Wong wants to become a physician-scientist to improve health outcomes for refugees around the world.
“My entire life, I’ve lived in between cultures, languages, and especially classes. A lot of times, I feel like our voices are left out of this moving trajectory of scientific progress because the technologies that are meant to save the world are not accessible to people in my community, and to refugee communities around the world,” she said. “The stark difference in the worlds I’ve learned to navigate has given me an awareness of the extent of inequality that exists in the society that we live in. And it motivates me every single day to give back.”
Eli Zuzovsky ’21
Award: International Rhodes
Where: Oxford University
Zuzovsky, who is from Israel, found out about the International Rhodes scholarship two weeks ago but is still “waiting for them to call and say they picked the wrong guy.”
He was joking, of course, but admitted that the doubt came in part from having to get up at 4 a.m. to interview virtually, and in part because he was one of the few arts and humanities finalists.
“We need the storytellers to reflect on and challenge the stories of this time. I’m excited and so grateful to get that type of reassurance. We have to hope that people still believe in the transformative power of the arts,” said Zuzovsky.

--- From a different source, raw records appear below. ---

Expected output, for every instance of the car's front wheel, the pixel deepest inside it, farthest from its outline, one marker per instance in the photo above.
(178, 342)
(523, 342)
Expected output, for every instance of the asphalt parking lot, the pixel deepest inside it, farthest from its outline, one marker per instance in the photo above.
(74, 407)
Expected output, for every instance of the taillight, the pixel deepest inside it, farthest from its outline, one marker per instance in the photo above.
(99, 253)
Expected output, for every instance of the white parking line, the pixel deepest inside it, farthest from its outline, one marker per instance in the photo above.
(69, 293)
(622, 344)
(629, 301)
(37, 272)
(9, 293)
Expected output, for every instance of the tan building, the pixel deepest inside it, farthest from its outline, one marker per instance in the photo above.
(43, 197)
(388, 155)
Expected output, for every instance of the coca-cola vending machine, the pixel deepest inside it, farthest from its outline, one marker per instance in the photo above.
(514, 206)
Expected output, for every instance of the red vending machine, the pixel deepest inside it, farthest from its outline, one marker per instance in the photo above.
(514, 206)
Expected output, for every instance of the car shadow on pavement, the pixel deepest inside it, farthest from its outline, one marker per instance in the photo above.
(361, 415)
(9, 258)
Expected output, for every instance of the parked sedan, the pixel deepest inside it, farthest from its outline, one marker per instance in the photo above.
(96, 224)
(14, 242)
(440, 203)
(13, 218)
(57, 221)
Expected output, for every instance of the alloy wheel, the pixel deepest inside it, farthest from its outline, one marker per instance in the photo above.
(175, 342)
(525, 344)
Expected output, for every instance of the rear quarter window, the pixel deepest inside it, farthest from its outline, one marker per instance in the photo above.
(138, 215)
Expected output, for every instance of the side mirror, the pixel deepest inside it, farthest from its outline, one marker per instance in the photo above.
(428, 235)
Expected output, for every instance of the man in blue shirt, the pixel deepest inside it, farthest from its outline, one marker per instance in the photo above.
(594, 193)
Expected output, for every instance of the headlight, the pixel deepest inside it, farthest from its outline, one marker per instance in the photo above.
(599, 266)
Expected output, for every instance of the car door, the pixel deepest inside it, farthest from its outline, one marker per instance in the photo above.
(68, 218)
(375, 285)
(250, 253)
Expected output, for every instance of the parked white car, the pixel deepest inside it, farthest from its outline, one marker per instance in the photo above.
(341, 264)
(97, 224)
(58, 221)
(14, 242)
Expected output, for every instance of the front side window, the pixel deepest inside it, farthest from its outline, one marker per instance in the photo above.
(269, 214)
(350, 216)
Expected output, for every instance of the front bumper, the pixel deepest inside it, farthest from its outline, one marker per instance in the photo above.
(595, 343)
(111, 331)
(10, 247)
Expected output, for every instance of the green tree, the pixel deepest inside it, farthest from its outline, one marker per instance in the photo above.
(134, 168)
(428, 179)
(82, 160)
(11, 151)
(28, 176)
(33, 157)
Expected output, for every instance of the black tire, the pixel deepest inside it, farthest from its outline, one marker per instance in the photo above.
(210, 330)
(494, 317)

A double concentrator in Art, Film, and Visual Studies and English with a secondary in Theater, Dance & Media, the 25-year-old grew up in Tel Aviv, which requires a mandatory military service. So, he spent part of that time as a reporter during the Israel-Gaza strife in 2014 and as an editor of the Israeli Defense Force’s magazine.
At Harvard, his senior thesis is a combination short film and novella that reimagines his bar mitzvah and what it meant to “become a man during a war as a gay boy where you are not part of the mainstream idea of masculinity.”
At Oxford, he plans to study historical and fictional narratives of marginalized groups.